PAIN – several months ago, I began noticing pain in my humerus bone on both shoulders. “Is this just more arthritis, or could it be something related to my condition?” Upon informing Dr. G, I was given instructions to go back to the hospital to have another bone scan done. The results showed a very small lesion on my right side. “I’d like to do another bone marrow biopsy right away, tomorrow if possible,” was his response. This process involves the extraction of marrow in an outpatient setting in his office. It was no problem … when you’ve had a TKR, all else is a piece of cake.
The following Thursday my support team (Patty, my wife, and Julie, my oldest daughter) and I sat in his office and were told that 10 percent of my plasma cells were cancerous, thus yielding the Smoldering Myeloma diagnosis. He was very encouraging as he shared that although Myeloma is presently incurable, it is treatable. He told me about a medicine combination called RVD (Revlimid, Velcade, and Dexamethasone) that he wanted to start immediately. To date, I have received two treatments. Although I am presently beginning to experience annoying side effects, I am purposed to take advantage of the medical treatments available to me.

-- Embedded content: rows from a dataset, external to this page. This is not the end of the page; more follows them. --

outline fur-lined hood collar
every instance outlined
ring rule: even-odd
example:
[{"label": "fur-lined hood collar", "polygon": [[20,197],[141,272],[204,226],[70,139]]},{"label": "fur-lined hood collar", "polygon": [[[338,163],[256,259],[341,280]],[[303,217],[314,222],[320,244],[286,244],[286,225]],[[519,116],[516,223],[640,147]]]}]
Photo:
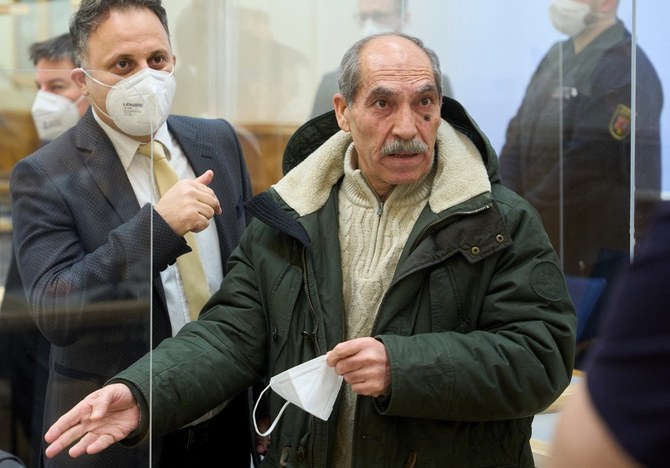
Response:
[{"label": "fur-lined hood collar", "polygon": [[[321,208],[344,175],[344,154],[351,134],[339,131],[273,187],[300,216]],[[474,143],[442,121],[437,132],[436,173],[428,200],[434,213],[491,191],[486,166]]]},{"label": "fur-lined hood collar", "polygon": [[[457,101],[444,97],[436,142],[437,168],[429,198],[439,213],[499,182],[498,158],[488,139]],[[273,187],[300,216],[318,210],[344,174],[351,135],[339,129],[335,112],[316,117],[291,137],[282,160],[284,178]]]}]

Even as the Apostle Paul said, “The life which we now live in the flesh, we live by the faith of the Son of God Who loved us and gave Himself for us,” I am positioned in faith. I intend to walk in and receive all that the Lord has provided for me. I am encouraged, challenged, and actually stimulated to “Give to Jesus all my days, for it’s the only life that pays.” I am grateful for His healing, keeping presence in my life, and want to be faithful to the ministry opportunities He allows me to have.